Il motivo è inammissibile. Il tribunale, esercitando i propri poteri officiosi d’indagine, ha rilevato che le informazioni reperibili sul Senegal non restituiscono l’immagine di un luogo colpito da una violenza tale che la presenza sul territorio dello Stato possa costituire un rischio per l’incolumità del richiedente e, conseguentemente, ha escluso la sussistenza dei presupposti della forma di protezione di cui al D.Lgs. n. 251 del 2007, art. 14, lett. c). La censura si risolve quindi nella contrapposizione tra le fonti informative menzionate nell’impugnato decreto e quelle invocate nel ricorso, senza nemmeno la necessaria precisazione relativa ai riferimenti cronologici di queste ultime.
Con il quarto motivo di ricorso, riferito all’art. 360 c.p.c., n. 3, si denuncia la violazione del D.Lgs. n. 25 del 2008, art. 32, comma 3 e si lamenta il mancato riconoscimento del diritto al permesso di soggiorno per motivi umanitari.
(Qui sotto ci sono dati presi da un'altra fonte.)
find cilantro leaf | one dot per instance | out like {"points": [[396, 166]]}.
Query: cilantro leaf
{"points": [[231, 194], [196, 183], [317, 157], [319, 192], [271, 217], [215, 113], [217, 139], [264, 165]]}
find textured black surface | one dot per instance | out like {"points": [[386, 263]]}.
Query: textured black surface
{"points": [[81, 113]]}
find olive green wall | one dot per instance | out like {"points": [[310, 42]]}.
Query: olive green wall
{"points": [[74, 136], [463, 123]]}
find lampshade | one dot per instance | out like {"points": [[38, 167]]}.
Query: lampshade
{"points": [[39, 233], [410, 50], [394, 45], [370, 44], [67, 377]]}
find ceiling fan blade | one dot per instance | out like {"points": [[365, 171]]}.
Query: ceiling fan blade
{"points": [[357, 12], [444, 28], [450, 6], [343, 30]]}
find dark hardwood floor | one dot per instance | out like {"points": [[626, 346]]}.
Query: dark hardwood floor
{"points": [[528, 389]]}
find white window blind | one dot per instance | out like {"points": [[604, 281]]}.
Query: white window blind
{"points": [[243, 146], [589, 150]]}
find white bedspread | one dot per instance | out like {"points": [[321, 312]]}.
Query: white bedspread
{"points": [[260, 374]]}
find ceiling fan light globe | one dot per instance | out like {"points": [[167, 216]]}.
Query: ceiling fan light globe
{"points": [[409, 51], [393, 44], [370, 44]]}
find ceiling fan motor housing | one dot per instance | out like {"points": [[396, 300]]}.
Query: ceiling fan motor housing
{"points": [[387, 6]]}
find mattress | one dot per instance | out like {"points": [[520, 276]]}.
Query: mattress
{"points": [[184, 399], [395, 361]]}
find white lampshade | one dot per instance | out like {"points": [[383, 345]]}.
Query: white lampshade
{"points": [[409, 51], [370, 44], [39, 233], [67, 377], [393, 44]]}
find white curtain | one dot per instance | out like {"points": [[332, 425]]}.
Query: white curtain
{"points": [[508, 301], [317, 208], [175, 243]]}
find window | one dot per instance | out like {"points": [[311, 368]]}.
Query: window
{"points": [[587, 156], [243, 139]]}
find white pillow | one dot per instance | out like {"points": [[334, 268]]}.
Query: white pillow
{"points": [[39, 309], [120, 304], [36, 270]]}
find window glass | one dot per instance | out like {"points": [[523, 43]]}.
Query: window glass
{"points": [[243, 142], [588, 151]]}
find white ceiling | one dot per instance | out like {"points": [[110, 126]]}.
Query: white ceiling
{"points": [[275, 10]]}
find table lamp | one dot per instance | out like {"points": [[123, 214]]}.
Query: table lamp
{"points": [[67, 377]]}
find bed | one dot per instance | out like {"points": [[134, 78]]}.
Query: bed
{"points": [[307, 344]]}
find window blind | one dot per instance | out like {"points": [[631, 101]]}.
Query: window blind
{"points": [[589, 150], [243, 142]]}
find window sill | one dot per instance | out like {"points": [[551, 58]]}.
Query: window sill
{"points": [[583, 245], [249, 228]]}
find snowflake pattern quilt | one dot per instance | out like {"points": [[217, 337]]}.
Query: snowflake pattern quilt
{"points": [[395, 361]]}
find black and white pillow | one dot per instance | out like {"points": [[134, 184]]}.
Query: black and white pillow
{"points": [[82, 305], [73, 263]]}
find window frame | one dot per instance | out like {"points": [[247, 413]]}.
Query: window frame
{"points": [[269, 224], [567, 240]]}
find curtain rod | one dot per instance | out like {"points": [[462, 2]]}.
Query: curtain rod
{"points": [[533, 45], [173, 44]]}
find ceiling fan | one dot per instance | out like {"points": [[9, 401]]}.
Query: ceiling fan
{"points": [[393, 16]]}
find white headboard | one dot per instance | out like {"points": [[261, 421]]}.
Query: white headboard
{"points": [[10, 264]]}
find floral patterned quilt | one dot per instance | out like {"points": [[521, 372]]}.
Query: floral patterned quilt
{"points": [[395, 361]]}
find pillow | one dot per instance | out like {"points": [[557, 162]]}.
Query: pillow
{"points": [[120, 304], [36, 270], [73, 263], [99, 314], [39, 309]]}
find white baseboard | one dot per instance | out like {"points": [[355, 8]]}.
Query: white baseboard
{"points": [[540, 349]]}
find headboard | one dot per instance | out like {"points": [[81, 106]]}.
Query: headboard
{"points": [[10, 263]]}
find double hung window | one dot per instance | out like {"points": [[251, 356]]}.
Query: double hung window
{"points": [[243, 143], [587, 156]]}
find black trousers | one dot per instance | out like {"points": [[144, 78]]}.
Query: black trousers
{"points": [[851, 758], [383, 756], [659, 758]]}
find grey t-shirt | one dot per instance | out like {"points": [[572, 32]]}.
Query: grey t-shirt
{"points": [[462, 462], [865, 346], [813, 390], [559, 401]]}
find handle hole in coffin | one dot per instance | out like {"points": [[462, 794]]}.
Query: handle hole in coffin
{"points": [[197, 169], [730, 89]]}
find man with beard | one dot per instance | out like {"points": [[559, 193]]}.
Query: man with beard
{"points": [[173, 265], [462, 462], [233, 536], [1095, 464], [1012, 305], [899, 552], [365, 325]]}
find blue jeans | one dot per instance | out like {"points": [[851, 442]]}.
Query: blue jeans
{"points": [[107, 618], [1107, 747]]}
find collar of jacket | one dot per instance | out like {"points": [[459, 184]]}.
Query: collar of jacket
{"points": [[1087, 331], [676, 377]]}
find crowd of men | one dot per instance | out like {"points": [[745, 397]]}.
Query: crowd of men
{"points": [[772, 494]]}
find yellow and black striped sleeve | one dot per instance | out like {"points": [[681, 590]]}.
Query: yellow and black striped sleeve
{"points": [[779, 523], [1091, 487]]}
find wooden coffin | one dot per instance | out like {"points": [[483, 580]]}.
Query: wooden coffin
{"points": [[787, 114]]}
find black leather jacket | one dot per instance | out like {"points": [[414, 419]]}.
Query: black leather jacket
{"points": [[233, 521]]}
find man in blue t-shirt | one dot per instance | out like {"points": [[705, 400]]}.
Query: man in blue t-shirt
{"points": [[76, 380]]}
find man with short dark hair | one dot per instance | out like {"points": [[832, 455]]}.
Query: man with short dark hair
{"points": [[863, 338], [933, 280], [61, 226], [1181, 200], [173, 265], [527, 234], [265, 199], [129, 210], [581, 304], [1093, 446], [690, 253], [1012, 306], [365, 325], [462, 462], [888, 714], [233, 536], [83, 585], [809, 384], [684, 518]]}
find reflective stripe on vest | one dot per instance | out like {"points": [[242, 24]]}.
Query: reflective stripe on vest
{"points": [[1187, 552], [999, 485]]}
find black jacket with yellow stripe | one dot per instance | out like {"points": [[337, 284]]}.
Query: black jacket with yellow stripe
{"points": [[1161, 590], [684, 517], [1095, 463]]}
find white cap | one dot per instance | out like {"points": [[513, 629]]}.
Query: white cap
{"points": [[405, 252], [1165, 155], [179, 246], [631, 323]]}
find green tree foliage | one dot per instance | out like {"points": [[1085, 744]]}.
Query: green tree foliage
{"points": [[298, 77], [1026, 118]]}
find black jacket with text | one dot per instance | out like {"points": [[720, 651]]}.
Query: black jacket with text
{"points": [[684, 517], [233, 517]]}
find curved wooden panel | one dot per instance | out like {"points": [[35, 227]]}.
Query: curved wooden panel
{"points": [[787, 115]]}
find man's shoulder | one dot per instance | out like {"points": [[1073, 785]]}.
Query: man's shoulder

Il ricorrente argomenta che il tribunale non avrebbe valutato correttamente la sussistenza della sua condizione di vulnerabilità, non adeguatamente motivando sul punto, ed esponendolo, con il rigetto dell’impugnazione del provvedimento della Commissione Territoriale, a gravi rischi per i propri diritti fondamentali.
Il motivo è inammissibile perché formulato in termini del tutto generici; il ricorrente in sostanza contesta la valutazione del Tribunale in riferimento alla condizione di vulnerabilità del ricorrente, in tal modo attingendo un apprezzamento di fatto insindacabile in sede di legittimità se non con il mezzo, e nei limiti, di cui all’art. 360 c.p.c., n. 5.
Il ricorso va dichiarato inammissibile.
Non vi è luogo a regolazione di spese, in difetto di attività difensiva del Ministero intimato.
Deve altresì darsi atto della sussistenza dei presupposti per il versamento, da parte del ricorrente, del raddoppio del contributo unificato D.P.R. n. 115 del 2002, ex art. 13, comma 1 quater, se dovuto.
PQM
La Corte dichiara inammissibile il ricorso.
Si dà atto della sussistenza dei presupposti processuali per il versamento, da parte del ricorrente, di un ulteriore importo a titolo di contributo unificato pari a quello previsto per il ricorso principale, a norma dello stesso art. 13, comma 1 bis, se dovuto.
Così deciso in Roma, il 10 febbraio 2021.